ÖRGÜTSÜZ İŞÇİLERLE BULUŞACAĞIZ
Abdullah Akbaş (İşyeri Temsilcisi):
Bu 74 günde çok şey öğrendik; patronların, polisin bize karşı tavırlarını gördük. Cop yemeyi de biber gazını da öğrendik. Devletin çocuklara biber gazı sıktığını gördük, öğrendik. Ama hepsinden önemlisi, birlik olunca neleri başardığımızı öğrendik, mücadeleyi öğrendik, işçi sınıfının ne demek olduğunu öğrendik. Bundan sonra bir heyet oluşturup başka fabrikalarda çalışan işçi arkadaşların evlerine giderek, kahvelere giderek onlara mücadeleyi anlatmalıyız, onlara örgütlenme çağrısı yapmalıyız, yol göstermeliyiz.
SENDİKAYI SENDİKA YAPAN İŞÇİDİR
Aziz Özdemir (Grev Komitesi Üyesi):
Biz birliğimizin bozulmayacağını biliyorduk ve başaracağımızdan emindik. Diğer fabrikalarda çalışan işçi arkadaşlara şunu söylemek istiyorum. En kötü sendika sendikasız olmaktan iyidir. Zaten sendikayı da sendika yapacak olan işçidir. İşçi bilinçli olursa, sendikasına sahip çıkarsa, mesele biter. Bizim üyesi olduğumuz DİSK Tekstil Sendikası kötü bir sendika değil. Örgütlenmek isteyen bütün işçilere sendikamızla beraber bizler de sahip çıkmaya hazırız.
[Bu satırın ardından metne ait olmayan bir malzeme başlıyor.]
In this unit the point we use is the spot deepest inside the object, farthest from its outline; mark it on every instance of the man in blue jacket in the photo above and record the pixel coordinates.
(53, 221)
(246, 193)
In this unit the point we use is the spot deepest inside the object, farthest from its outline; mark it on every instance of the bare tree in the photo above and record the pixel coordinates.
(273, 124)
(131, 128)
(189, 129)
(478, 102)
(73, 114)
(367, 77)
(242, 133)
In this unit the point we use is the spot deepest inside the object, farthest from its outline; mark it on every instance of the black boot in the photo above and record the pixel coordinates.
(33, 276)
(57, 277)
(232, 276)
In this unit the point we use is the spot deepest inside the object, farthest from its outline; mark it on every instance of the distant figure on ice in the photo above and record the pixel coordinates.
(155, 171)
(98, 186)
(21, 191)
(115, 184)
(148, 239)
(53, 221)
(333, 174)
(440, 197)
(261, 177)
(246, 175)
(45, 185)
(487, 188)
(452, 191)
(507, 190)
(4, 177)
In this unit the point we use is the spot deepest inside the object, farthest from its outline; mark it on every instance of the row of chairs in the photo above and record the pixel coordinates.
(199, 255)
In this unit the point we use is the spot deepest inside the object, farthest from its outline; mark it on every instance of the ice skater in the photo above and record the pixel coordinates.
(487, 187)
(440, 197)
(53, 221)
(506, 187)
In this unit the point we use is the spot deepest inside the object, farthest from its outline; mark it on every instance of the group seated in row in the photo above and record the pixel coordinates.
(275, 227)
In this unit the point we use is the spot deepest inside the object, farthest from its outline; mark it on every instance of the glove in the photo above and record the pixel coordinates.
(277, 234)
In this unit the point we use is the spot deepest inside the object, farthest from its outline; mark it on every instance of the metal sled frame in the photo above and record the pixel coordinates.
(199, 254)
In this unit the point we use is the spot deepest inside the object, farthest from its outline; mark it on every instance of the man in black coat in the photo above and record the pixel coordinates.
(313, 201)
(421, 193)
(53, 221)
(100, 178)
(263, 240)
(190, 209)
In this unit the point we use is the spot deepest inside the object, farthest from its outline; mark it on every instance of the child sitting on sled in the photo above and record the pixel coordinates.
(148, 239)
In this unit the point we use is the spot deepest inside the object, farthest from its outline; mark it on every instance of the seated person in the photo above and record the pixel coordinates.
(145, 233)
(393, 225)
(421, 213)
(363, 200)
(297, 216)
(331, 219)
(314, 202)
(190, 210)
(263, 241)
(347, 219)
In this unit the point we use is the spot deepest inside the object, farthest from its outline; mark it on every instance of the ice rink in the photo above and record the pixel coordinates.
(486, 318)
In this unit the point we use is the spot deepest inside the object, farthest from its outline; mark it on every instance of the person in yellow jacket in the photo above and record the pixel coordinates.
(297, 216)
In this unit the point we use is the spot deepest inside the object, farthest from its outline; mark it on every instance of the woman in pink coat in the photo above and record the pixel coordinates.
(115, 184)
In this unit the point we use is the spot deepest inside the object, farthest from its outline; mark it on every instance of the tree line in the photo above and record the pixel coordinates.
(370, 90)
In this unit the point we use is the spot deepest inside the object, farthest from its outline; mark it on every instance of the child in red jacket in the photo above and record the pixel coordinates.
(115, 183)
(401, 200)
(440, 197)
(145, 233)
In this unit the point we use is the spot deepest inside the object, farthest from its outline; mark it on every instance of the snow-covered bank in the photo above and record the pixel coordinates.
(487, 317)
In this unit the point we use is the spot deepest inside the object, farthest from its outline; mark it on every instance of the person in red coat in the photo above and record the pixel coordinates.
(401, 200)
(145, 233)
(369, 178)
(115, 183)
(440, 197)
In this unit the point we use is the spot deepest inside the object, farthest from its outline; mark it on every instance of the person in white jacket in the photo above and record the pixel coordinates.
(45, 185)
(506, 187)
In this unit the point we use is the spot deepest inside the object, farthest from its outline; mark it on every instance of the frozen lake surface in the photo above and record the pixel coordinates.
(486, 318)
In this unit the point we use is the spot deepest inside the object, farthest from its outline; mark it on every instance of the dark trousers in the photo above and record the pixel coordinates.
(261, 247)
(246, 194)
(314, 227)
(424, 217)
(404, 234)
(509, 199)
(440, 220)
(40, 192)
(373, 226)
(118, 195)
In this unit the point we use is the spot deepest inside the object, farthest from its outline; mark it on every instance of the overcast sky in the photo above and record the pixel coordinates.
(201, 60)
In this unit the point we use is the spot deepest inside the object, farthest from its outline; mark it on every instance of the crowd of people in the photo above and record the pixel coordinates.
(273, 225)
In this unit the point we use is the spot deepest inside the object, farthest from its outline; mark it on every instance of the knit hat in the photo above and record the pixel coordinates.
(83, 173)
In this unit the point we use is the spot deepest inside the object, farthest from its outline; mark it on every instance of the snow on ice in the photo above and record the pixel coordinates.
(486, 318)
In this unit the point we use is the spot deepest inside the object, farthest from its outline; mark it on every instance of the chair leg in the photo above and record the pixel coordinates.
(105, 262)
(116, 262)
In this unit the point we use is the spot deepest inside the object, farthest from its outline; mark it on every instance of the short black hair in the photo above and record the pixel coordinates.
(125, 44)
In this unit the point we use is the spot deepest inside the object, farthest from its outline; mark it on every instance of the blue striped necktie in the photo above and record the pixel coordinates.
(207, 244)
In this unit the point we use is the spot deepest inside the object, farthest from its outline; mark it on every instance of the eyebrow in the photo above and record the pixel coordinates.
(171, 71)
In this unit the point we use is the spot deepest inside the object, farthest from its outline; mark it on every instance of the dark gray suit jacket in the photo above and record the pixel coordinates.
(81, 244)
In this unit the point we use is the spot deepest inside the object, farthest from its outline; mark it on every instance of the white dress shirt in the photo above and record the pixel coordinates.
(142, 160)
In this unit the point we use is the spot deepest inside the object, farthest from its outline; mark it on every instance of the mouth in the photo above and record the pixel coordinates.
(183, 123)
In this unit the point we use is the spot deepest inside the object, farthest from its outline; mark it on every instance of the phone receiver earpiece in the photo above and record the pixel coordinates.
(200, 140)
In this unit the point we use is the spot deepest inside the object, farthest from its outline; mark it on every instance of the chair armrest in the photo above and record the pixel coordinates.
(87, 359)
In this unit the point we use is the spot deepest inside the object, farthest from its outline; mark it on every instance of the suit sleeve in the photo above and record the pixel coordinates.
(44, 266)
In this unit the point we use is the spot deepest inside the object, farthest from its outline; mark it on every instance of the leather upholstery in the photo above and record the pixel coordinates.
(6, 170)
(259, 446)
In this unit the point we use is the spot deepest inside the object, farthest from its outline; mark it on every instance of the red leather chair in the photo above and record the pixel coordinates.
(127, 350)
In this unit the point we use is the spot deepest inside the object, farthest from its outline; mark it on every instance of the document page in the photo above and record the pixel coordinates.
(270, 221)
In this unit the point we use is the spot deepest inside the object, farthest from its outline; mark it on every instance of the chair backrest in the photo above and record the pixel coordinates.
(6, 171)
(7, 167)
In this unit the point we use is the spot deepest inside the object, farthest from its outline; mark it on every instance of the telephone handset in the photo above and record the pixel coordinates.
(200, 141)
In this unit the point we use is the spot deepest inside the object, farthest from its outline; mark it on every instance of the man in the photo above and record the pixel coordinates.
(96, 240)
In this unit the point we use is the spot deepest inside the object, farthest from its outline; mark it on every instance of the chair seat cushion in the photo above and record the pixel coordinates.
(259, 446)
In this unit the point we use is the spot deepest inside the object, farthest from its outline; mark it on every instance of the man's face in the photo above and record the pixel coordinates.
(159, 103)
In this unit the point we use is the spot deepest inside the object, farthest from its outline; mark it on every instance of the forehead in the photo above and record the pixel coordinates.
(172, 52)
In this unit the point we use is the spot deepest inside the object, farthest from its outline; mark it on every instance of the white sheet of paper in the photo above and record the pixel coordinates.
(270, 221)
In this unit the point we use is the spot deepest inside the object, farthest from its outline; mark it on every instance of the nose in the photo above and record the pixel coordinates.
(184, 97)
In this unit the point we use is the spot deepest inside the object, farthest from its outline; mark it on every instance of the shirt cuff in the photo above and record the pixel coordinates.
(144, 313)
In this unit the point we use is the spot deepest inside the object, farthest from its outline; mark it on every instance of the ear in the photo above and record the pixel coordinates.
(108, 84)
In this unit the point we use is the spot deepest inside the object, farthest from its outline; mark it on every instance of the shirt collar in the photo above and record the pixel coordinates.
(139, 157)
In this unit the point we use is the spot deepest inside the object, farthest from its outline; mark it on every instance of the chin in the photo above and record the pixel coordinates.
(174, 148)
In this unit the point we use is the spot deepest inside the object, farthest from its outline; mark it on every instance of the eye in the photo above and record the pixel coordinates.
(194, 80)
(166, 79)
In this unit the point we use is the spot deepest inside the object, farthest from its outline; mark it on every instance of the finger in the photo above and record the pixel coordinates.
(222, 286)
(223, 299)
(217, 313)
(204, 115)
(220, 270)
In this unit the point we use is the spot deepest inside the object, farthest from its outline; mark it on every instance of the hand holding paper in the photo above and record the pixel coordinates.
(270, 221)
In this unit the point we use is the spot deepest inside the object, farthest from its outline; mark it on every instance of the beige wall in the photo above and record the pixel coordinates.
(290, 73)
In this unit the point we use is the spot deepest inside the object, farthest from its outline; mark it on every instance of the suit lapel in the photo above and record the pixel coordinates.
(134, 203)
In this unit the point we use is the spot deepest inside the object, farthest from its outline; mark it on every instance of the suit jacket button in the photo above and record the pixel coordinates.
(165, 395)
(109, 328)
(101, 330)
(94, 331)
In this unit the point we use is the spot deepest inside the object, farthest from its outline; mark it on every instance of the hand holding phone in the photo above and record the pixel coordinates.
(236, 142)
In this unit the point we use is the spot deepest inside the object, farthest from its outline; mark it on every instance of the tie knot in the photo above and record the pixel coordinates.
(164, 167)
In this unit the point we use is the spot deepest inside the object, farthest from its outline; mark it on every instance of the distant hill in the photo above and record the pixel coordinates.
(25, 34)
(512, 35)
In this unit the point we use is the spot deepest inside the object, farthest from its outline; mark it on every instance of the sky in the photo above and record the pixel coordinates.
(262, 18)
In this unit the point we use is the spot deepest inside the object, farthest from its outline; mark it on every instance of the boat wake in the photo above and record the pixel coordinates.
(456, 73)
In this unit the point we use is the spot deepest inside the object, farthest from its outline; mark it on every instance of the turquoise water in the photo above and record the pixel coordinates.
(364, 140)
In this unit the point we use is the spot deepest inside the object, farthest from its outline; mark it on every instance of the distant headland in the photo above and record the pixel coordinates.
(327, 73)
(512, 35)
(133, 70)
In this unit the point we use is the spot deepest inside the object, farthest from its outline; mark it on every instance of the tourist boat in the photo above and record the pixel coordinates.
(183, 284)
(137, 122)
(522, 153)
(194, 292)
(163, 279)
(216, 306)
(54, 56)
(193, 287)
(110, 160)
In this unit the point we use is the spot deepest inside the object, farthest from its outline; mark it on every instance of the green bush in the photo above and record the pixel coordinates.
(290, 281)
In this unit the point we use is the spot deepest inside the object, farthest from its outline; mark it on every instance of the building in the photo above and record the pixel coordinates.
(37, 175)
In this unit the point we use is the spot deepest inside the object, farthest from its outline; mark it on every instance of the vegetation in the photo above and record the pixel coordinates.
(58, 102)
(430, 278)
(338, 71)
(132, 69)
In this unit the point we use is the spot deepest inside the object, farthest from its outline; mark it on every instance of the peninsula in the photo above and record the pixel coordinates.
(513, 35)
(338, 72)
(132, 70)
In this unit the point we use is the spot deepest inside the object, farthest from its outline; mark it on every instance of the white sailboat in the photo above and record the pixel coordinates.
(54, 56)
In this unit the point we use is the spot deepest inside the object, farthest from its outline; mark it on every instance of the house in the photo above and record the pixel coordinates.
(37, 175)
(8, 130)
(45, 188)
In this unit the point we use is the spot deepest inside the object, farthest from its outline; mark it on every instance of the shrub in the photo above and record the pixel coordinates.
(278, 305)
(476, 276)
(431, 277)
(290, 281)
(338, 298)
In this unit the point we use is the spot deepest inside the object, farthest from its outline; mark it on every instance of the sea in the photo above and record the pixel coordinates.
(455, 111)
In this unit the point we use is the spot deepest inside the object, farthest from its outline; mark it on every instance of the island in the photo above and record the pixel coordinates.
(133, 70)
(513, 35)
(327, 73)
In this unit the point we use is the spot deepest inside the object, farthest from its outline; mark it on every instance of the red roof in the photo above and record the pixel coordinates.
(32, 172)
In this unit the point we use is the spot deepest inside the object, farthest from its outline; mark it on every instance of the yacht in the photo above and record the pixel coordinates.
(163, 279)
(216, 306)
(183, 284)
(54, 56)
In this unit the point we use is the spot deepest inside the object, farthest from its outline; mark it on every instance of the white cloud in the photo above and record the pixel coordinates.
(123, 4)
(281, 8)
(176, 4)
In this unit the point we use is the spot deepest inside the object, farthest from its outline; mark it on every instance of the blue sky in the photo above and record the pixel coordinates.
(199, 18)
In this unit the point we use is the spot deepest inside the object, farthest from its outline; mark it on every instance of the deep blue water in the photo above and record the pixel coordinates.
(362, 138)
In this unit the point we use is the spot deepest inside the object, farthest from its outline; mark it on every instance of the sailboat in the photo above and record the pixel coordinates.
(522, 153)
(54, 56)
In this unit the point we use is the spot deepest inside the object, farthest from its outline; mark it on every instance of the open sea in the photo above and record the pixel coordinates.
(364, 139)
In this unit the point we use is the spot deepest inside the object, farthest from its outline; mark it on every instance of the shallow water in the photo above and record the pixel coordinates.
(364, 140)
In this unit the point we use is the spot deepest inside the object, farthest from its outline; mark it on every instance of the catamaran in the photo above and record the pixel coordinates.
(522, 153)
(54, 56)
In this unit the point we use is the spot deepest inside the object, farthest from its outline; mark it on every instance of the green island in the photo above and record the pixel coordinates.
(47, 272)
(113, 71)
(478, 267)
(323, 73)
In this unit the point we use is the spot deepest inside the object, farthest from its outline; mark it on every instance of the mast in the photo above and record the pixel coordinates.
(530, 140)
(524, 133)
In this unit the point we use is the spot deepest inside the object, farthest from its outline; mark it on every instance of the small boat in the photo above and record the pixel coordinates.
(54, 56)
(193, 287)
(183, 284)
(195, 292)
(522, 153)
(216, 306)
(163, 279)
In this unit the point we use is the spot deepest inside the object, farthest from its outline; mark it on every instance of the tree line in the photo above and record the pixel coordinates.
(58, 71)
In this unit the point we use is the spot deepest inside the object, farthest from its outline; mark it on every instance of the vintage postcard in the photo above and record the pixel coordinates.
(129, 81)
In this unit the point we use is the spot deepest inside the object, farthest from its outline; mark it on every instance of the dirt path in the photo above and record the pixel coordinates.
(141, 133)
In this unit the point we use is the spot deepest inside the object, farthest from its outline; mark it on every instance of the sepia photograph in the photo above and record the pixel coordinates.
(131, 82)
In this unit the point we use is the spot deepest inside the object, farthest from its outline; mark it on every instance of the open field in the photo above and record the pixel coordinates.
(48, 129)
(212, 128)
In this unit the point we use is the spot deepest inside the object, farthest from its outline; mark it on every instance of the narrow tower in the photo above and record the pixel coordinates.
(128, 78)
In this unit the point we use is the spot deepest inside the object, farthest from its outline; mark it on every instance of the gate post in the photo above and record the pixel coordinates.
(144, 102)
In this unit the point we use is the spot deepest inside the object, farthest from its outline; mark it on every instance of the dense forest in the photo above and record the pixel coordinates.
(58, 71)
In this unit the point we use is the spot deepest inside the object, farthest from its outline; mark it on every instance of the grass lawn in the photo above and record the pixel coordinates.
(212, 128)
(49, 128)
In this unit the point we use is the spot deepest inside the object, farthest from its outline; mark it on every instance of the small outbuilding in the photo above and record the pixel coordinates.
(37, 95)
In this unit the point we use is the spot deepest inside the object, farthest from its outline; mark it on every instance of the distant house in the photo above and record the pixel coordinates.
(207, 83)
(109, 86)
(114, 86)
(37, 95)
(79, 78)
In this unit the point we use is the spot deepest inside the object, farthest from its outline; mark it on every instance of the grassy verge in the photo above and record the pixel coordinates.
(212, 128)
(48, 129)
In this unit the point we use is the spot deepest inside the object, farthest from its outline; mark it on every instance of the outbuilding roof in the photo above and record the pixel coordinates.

Recep önder (Çemen işçisi):
Biz, sendikalı olup greve çıkınca fabrika tamamen kapanır sanıyorduk ama öyle değilmiş. Ne yazık ki yasalarımız, işçinin grev hakkını kullanmasına bile izin vermiyor. Ama biz yine de bütün yasal engellere, patronun oyunlarına rağmen birliğimizi koruyarak bu grevi kazandık.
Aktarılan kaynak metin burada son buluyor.